A decisão de Roseli ecoou no discurso de Marcelo Bertoni, presidente da Federação da Agricultura e Pecuária de Mato Grosso do Sul (Famasul). Em vídeo divulgado nesta terça-feira (12), Bertoni reforçou o valor simbólico da entrega das chaves como uma forma de encerrar décadas de impasse e tensão, e marcar o início de um recomeço. “A Roseli já está se despedindo da fazenda, retirando suas coisas. A entrega das chaves na mão do presidente Lula e do ministro Gilmar Mendes será o marco para que ela saia”, afirmou Bertoni.
O acordo que encerra décadas de conflito - Para viabilizar a desocupação de 11 propriedades na região de Antônio João, o governo federal depositou R$ 27,8 milhões como compensação aos proprietários. As terras, incluindo a Fazenda Barra, foram reconhecidas em 2005 como território tradicional dos kaiowá, mas o impasse com os fazendeiros resistiu por quase duas décadas, levando a episódios de violência, inclusive a morte de um indígena neste ano.
Marcelo Bertoni, que acompanhou de perto as negociações, vê no gesto de Roseli uma possibilidade de fechar a história com dignidade. “Foram 27 anos de conflito, e os produtores estavam fora de suas terras. Este acordo é um passo importante para que a gente consiga resolver as questões indígenas no Brasil, e que todos possam seguir em paz”, pontuou Bertoni.
Roseli Ruiz e seu marido, Pio Queiroz, são os últimos produtores na área e permanecem na Fazenda Barra sob vigilância da Polícia Militar, que assegura a ordem até o momento da entrega oficial. Enquanto isso, Roseli vai finalizando sua despedida da terra, que cuidou por tantos anos. A decisão de esperar por Lula representa, para ela, o respeito ao processo e o desejo de que a transição seja feita com solenidade.
Portão das Fazendas Fronteira, Cedro e Barra, onde persiste a tensão entre fazendeiros e comunidades indígenas.
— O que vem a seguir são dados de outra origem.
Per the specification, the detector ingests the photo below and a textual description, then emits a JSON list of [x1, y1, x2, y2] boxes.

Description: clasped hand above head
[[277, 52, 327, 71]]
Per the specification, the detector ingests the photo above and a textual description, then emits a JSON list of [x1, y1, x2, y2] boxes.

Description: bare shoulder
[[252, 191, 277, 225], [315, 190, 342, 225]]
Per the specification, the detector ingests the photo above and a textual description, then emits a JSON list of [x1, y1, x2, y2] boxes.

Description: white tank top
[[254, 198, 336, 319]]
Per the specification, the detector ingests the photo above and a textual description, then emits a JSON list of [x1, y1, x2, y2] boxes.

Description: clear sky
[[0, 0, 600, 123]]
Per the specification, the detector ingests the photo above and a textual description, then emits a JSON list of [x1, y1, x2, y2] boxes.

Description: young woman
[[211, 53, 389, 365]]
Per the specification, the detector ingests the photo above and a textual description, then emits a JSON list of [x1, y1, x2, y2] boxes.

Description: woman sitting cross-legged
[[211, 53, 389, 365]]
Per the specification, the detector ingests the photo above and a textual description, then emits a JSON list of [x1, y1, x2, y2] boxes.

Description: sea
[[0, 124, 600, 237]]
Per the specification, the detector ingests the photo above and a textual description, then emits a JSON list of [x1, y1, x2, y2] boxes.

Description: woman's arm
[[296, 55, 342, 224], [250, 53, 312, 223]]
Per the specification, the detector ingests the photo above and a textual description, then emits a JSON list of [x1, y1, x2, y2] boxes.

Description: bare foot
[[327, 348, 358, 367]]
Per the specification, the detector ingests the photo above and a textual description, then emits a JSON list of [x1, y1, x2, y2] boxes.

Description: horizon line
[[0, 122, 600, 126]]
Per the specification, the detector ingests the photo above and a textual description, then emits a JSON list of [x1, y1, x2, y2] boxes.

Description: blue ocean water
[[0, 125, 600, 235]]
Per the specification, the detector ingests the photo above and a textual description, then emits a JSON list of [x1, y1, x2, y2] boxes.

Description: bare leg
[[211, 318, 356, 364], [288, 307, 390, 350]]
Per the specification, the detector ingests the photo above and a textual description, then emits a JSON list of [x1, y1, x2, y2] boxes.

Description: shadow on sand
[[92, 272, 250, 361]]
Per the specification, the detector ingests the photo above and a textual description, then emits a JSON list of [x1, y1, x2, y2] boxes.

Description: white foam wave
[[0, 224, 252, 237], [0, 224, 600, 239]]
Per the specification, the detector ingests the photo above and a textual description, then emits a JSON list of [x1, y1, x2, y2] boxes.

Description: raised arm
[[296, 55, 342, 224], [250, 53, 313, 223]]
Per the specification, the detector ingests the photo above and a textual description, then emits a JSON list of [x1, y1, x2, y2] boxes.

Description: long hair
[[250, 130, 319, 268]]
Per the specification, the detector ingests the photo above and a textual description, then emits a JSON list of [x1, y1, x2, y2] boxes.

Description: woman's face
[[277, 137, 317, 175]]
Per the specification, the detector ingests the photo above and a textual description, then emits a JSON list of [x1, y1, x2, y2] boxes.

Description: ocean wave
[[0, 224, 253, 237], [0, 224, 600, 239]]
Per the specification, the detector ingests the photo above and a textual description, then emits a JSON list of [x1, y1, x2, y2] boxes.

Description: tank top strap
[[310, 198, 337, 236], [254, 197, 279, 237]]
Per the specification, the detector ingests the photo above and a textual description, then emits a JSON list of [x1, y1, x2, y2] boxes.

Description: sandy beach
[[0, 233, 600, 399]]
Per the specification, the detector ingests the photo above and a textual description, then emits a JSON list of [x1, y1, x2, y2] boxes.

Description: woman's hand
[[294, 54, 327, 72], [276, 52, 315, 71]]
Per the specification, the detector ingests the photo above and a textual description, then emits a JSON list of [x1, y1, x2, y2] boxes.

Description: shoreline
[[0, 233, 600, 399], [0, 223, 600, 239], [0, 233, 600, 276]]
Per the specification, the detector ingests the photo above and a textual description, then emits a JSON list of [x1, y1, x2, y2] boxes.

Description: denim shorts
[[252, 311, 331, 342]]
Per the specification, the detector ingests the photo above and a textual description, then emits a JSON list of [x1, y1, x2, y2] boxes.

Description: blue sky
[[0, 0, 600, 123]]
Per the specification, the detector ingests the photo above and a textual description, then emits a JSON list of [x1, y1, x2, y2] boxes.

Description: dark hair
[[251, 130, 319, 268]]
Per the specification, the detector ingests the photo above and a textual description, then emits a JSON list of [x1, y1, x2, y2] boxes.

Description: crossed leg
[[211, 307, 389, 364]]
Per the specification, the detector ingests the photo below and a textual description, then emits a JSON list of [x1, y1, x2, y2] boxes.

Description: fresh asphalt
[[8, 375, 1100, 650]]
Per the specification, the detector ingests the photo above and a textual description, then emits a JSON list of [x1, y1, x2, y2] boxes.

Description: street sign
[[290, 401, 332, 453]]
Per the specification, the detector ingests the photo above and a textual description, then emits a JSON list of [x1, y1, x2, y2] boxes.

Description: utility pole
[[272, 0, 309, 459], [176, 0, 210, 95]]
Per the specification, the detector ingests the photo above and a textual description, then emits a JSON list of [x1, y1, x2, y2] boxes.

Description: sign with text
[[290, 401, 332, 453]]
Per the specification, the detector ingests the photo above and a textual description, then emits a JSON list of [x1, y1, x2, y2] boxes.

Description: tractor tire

A história de uma terra em disputa - Reconhecida como território kaiowá, a região de Ñanderu Marangatú abrange 9,1 mil hectares, oficialmente destinados aos indígenas desde 2005. Mas a disputa pela área começou ainda nos anos 1950, quando os kaiowá foram expulsos do território, que passou a ser ocupado por fazendeiros. Enquanto indígenas recordam a presença de suas comunidades na área há séculos, alguns fazendeiros remontam a ocupação a 1863, quando o local ainda fazia parte do Paraguai.
Marcelo Bertoni acredita que o desfecho, liderado pela entrega simbólica de Roseli, poderá se tornar um modelo para outros conflitos de terra no Brasil, abrindo caminho para resoluções pacíficas e dialogadas. A entrega das chaves ao presidente Lula e ao ministro Gilmar Mendes encerra não apenas uma disputa legal, mas também um longo e doloroso ciclo de conflito e incerteza para as famílias da região.